Other physical and health hazards associated with scuba diving:

  • Loss of Air
    This is typically caused by negligent air management or failure of scuba equipment resulting in the diver running out of air 
  • Drowning
    One of the most obvious is if a diver breathes in water instead of air or just simply running out of air 
  • Dehydration
    In short, dehydration results when you body does not have an adequate amount of water or fluids. Simply, dehydration is cause by not drinking too much water.
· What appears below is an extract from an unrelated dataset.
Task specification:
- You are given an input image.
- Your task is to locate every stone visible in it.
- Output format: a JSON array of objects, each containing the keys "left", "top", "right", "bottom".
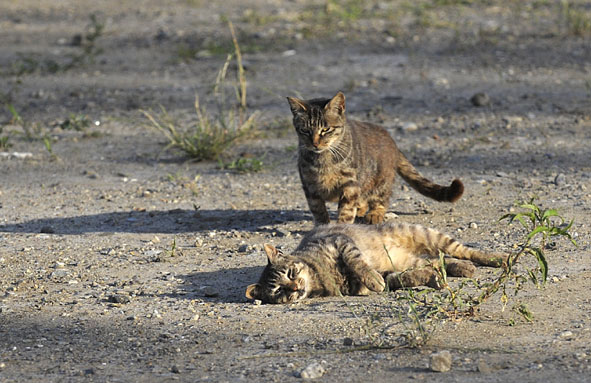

Diving while dehydrated aggravates other health risks including CO2 Toxicity and Nitrogen Narcosis 
  • Hypothermia
    Is the condition where the body’s core temperature drops below the required temperature for normal metabolism and body functionality. Hypothermia can result in a loss of judgment and is simply a loss of body heat. Early symptoms include fatigue 
  • Underwater Injury
    These injuries can include bumps, bruises, sprains, abrasions and cuts from sharp coral. Studies have shown that the more common and serious injuries actually occur when getting in and out of a dive boat than actually when in the water
  • Dangerous Marine Life
    General rule of diving is not to disturb aquatic life. Injuries can result when divers touch poisonous animals such as sea urchins, jellyfish or stingrays. Fire coral can also cause injury and likewise attacks by larger fish, but these are extremely rare.